Resend – Incident yarn for February twenty first, 2024

Resend – Incident yarn for February twenty first, 2024

Summary (TL;DR)

On February twenty first, 2024, Resend skilled an outage that affected all customers because of a database migration that went obnoxious. This averted customers from using the API (along with sending emails) and gaining access to the dashboard from 05:01 to 17:05 UTC (about 12 hours).

The database migration by likelihood deleted recordsdata from production servers. We straight away started the restoration task from a backup, which done 6 hours later. Unfortunately, as soon because it done, we learned that it didn’t revive the records, so we had to birth the restoration task a second time with a various backup.

All the blueprint through this time, no API requests had been being licensed and no recordsdata being stored. For recordsdata created sooner than the migration, there used to be 5 minute of recordsdata loss from when the migration started and the database went offline from 04:50:00 to 04:56:27 UTC. We are at level to working on re-populating the records from this 5-minute window.

We sincerely categorical regret for the influence and pains brought about by this outage. We pickle immense significance on reliability, but this week, we fell attempting our dedication to you all. It is apparent that we gain a prolonged blueprint to head in changing into an industry-main infrastructure provider, but in learning from this incident, we are able to give a boost to our operations and tooling to relief a ways flung from outages like this in due route, whatever the rationale.

Timeline

All times are in Coordinated Universal Time (UTC)

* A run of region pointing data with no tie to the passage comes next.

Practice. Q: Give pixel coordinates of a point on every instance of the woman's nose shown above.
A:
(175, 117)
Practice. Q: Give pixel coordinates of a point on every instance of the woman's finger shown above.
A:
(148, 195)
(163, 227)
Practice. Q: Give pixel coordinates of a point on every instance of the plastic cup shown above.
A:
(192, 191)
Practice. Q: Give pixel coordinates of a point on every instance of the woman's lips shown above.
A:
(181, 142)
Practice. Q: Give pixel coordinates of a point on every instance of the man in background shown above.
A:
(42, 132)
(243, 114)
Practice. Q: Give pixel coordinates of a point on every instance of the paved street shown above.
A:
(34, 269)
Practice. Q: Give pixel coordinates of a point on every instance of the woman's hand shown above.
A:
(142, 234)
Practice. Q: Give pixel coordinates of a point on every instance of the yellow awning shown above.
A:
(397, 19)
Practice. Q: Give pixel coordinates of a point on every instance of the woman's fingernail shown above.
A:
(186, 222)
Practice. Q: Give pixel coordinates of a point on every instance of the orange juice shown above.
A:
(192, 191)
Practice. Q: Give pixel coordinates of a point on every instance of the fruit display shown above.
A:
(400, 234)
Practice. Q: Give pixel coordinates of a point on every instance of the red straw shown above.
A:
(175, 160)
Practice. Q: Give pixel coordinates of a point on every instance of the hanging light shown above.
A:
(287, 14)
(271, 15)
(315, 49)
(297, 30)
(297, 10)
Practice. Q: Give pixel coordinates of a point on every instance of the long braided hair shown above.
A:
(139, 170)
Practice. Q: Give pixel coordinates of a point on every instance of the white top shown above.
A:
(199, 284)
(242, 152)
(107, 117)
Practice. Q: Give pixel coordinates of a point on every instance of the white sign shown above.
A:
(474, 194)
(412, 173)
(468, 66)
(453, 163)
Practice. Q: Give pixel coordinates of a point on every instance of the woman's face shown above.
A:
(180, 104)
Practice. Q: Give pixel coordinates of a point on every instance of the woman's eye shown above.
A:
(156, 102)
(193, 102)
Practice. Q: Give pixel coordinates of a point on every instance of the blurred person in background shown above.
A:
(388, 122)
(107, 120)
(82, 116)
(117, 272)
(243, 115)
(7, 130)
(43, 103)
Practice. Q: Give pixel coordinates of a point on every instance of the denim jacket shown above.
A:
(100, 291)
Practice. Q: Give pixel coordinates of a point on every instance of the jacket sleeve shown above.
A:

February twenty first, 2024

  • 04:56: Database migration started
  • 04:57: Seen tables being dropped from the production database
  • 05:01: Began restoring the database from a backup
  • 05:02: Posted on dwelling page, updating every 30-60 minutes unless resolution
  • 11:02: First restoration task done
  • 11:03: Realized the first backup failed and began to examine
  • 11:33: Chanced on that the backup failed because of a obnoxious option of the backup timestamp
  • 11:48: Increased compute to bustle up the restoration task – up to this point database memory from 128GB to 256GB and CPU from 32-core ARM to 64-core ARM
  • 12:05: Began restoring the database from an older backup
  • 17:01: 2nd restoration task done
  • 17:02: API started receiving requests
  • 17:05: Dashboard used to be accessible all every other time, and incident used to be resolved

What took pickle

While constructing a feature, we performed a database migration explain within the community, but it incorrectly pointed to the production ambiance as an different, which dropped all tables in production.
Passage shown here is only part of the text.